In place of modeling lyrics at word level, it is also possible to model them at character level. That is we train the neural network to predict next character given the current character of a word. Again taking the example of 4 words used above, we see that we have 13 different characters including a symbol for white space, each character can be represented by a 13-bit vector, for example character “e” will be encoded as “0010000000000.”

To represent the output of the network, the output neurons use softmax function and the number of neurons is made identical to the dictionary size. This representation is used irrespective of character-based or word-based modelling.

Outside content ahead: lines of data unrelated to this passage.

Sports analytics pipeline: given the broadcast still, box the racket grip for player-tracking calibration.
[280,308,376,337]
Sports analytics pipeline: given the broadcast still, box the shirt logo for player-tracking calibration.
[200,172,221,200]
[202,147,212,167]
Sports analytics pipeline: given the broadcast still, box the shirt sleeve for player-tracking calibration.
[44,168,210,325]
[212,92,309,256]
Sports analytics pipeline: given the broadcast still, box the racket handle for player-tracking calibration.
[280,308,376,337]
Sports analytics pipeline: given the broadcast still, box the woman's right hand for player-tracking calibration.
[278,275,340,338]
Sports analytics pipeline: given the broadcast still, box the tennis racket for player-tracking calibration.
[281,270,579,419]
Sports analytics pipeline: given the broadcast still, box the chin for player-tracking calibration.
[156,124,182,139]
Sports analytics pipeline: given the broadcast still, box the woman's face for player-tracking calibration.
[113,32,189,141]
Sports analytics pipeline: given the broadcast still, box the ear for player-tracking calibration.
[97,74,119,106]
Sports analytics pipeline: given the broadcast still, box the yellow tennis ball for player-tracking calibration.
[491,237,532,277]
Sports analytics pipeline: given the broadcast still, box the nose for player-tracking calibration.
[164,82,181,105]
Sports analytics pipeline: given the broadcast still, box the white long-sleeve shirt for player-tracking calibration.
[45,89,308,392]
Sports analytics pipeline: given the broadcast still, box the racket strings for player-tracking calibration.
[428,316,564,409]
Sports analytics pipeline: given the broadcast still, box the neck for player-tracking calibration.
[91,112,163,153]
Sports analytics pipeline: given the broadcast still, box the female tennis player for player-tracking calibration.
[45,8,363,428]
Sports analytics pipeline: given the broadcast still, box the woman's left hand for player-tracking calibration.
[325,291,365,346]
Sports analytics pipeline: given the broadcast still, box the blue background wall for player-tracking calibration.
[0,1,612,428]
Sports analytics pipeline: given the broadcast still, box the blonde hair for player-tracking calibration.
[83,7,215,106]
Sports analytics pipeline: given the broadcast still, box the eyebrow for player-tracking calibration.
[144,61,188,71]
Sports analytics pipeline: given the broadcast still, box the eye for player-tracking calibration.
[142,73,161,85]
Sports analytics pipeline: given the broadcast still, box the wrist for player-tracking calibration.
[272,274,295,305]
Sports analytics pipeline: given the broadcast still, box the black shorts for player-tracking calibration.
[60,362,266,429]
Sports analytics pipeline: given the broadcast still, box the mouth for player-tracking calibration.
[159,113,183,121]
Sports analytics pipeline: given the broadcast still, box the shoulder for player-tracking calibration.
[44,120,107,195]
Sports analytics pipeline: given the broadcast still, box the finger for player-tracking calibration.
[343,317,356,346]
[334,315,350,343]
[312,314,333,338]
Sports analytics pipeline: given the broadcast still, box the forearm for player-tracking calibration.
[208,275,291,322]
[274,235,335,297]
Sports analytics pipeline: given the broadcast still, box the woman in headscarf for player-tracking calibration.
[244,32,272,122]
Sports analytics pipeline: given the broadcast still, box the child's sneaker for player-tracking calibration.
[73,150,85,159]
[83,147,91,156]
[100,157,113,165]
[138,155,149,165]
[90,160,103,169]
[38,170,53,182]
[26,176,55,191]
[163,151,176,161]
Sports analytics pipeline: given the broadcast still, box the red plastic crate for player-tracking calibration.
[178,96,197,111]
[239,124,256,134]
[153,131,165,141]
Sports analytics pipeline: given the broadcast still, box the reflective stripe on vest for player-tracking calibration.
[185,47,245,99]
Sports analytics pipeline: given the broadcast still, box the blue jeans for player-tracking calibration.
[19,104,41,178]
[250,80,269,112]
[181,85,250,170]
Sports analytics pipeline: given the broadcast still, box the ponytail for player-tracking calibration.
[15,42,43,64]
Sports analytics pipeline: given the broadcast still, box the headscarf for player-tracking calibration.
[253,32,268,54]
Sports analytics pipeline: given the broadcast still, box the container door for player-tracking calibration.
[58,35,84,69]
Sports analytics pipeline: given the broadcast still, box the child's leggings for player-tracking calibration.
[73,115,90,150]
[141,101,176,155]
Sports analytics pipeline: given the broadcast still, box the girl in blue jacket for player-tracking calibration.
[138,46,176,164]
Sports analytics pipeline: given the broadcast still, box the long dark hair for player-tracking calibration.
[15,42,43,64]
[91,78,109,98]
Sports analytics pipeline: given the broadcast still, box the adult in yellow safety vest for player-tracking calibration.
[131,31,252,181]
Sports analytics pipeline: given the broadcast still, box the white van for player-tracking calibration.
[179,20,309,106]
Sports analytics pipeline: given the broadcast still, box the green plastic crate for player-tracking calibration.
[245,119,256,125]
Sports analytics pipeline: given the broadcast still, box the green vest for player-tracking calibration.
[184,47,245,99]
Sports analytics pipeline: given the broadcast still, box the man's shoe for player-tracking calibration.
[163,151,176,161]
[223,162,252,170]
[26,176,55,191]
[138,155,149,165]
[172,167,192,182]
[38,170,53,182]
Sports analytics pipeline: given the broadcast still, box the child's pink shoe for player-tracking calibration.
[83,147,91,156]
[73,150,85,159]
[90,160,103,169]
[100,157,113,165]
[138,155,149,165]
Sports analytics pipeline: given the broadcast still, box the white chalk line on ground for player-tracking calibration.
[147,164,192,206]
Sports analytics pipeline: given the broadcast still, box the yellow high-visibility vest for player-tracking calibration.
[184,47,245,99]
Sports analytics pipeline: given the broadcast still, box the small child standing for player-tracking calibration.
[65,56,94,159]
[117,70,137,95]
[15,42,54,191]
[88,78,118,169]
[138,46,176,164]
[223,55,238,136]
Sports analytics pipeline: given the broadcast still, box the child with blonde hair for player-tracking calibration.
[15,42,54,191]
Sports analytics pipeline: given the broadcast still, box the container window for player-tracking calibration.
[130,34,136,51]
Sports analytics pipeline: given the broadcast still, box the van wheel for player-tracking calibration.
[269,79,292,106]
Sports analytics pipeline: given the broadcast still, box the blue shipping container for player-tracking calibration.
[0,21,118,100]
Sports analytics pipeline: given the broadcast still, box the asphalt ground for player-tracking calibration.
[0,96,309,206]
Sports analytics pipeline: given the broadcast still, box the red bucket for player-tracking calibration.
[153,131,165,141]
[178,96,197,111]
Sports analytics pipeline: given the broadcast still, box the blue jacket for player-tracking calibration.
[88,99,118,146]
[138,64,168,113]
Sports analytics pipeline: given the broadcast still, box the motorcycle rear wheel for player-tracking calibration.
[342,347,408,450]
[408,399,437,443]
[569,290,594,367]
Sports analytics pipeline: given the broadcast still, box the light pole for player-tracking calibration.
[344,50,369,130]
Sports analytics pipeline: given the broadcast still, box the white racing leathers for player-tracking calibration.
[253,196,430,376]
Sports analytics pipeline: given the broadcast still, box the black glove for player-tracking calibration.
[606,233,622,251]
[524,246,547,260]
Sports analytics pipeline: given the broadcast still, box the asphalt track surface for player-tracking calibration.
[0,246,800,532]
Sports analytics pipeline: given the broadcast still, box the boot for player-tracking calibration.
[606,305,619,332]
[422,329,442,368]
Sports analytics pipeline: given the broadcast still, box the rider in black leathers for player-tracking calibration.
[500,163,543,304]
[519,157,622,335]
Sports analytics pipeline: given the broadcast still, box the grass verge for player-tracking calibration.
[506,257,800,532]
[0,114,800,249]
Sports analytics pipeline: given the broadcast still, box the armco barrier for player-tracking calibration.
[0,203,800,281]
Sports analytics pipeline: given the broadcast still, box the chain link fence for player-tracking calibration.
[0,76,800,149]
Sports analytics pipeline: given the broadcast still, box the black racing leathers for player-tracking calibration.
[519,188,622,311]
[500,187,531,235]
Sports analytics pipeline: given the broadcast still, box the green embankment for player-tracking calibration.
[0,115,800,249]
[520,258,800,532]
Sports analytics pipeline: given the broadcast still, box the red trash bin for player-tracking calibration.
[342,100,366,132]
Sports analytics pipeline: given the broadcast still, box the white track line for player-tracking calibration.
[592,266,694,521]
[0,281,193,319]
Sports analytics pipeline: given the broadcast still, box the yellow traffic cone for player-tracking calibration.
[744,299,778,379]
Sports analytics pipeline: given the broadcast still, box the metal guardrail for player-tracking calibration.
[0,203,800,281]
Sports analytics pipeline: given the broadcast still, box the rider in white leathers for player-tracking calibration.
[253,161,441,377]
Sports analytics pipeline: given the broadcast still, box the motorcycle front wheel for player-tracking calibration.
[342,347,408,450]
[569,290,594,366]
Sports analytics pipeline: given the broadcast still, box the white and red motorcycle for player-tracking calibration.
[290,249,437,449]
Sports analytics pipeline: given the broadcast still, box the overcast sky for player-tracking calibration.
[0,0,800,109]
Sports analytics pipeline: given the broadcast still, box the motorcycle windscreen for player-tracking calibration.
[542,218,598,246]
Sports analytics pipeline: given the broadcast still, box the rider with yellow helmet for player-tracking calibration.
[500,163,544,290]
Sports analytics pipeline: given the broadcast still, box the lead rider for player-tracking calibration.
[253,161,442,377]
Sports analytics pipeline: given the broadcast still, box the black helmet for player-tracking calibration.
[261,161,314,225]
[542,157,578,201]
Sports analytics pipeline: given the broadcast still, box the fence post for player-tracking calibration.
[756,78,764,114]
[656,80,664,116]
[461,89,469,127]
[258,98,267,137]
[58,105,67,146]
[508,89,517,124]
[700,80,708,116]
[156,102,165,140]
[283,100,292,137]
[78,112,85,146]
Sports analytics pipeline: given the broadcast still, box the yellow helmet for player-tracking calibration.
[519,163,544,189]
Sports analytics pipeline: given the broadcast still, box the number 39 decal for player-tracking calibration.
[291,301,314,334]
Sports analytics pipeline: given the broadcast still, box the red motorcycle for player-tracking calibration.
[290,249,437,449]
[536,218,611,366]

To model the Bollywood lyrics, I collected lyrics for 10,000 songs from “giitaayan“, an archive of Hindi songs lyrics. A small sample of downloaded lyrics is shown in Figure 8. The downloaded data was cleaned to remove names of singers and some other symbols such as numbers, parentheses, and period sign that were considered irrelevant to modelling. The final text file of lyrics is approximately 5.3MB in size. I trained the model using Karpathy’s *char-rnn code* which performs character level modelling. The character-level modeling for Bollywood songs is interesting because the lyrics in Roman script do not make any sense if someone is not familiar with the original language, Hindi in this case. Given that RNN/LSTM networks capture the transition relationships over the entire training sequence of characters without any meaning (except when using embedded word vector representation where some meaning from contextual information comes into play), Roman scripting of Hindi songs offers an interesting way to study how well the long and short associations are learned. There are several parameters involved in the training. I worked with three layers and rnn size was set to 300. For rest of the parameters, I used the default settings.

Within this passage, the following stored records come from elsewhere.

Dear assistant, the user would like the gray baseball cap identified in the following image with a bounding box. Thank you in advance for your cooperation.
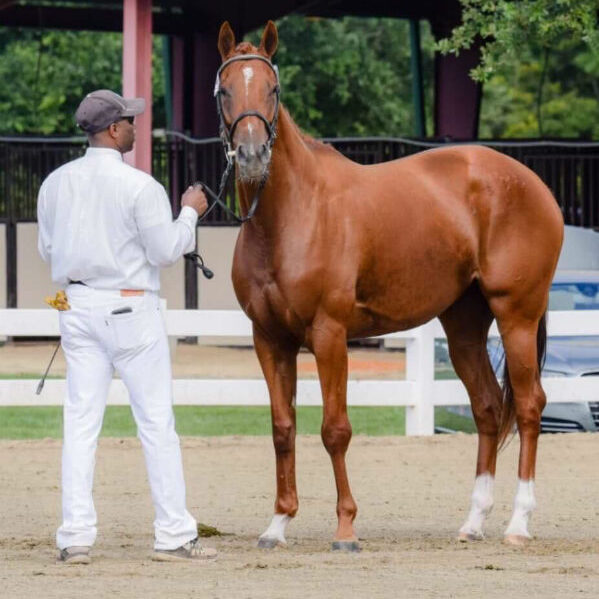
[75,89,146,133]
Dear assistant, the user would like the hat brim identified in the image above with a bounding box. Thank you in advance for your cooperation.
[121,98,146,117]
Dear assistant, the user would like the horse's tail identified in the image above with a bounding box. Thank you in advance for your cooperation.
[499,312,547,449]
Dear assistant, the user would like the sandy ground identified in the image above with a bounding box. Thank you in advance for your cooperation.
[0,342,405,379]
[0,434,599,599]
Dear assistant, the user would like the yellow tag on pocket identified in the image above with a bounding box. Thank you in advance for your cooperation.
[45,291,71,312]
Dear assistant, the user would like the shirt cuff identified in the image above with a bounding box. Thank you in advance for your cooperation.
[177,206,198,228]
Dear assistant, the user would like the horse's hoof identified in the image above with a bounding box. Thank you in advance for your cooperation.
[258,537,282,549]
[331,541,362,553]
[503,535,530,547]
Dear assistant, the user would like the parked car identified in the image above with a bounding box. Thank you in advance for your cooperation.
[436,270,599,433]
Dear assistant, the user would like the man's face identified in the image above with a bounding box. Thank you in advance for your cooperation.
[110,116,135,154]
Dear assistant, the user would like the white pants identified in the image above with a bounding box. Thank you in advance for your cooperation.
[56,285,197,549]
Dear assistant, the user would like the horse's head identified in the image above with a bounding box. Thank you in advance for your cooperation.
[214,21,279,180]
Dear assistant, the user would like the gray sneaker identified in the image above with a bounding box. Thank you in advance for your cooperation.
[56,546,92,564]
[152,537,218,562]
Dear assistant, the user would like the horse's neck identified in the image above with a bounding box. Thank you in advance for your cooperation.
[239,106,316,229]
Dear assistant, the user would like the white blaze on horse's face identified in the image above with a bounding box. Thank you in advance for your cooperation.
[243,67,254,98]
[221,60,277,181]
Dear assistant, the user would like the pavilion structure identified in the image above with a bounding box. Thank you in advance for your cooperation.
[0,0,481,172]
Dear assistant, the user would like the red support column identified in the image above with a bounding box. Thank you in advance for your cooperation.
[171,36,185,131]
[123,0,152,173]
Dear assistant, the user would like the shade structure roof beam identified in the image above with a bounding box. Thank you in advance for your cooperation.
[0,4,196,35]
[0,0,460,36]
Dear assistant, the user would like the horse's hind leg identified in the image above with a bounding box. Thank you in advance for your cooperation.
[254,326,299,549]
[440,283,502,541]
[311,318,360,551]
[493,307,546,545]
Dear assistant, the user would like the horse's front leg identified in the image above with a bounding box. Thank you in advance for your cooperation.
[312,318,360,551]
[254,326,299,549]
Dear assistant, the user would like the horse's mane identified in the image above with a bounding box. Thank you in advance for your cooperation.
[231,42,343,156]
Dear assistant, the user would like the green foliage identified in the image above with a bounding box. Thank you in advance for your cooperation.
[0,406,408,439]
[480,40,599,139]
[437,0,599,81]
[0,28,164,134]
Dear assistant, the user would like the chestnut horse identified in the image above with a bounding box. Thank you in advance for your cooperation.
[215,22,563,551]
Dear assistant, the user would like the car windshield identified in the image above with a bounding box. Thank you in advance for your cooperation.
[549,282,599,310]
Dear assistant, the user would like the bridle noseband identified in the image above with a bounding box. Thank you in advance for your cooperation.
[214,54,281,161]
[185,54,281,279]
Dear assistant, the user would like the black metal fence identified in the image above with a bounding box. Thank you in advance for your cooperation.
[0,134,599,229]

The *char-rnn* code generates a sequence of checkpoint files. These checkpoint files can be used to generate text, lyrics in our case, as the network proceeds with learning. Generating text file with any checkpoint file requires a short intial text string, called *primetext*, in *char-rnn*. A selected sampling of generated lyrics is shown in Figure 9. The order of these selected samplings is from early checkpoints to later checkpoints to see how well more iterations improve the resulting text. The highlighted text in blue in Figure 9 shows those segments that could be in a Bollywood lyric. Also, it is to be seen that the network is able to even generate two rhiming lines in a lyric.

Although I could have fine tuned my network by exploring with different parameter settings, I am happy with the results to conclude that RNN/LSTM can be trained, especially in certain limited domains, to produce output tending towards human-like output. Also, besides language modeling there are many other interesting applications of RNN/LSTM networks.

Finally, I would like to thank Andrej Karpathy for making his code available; otherwise this blog post wouldn’t have been written.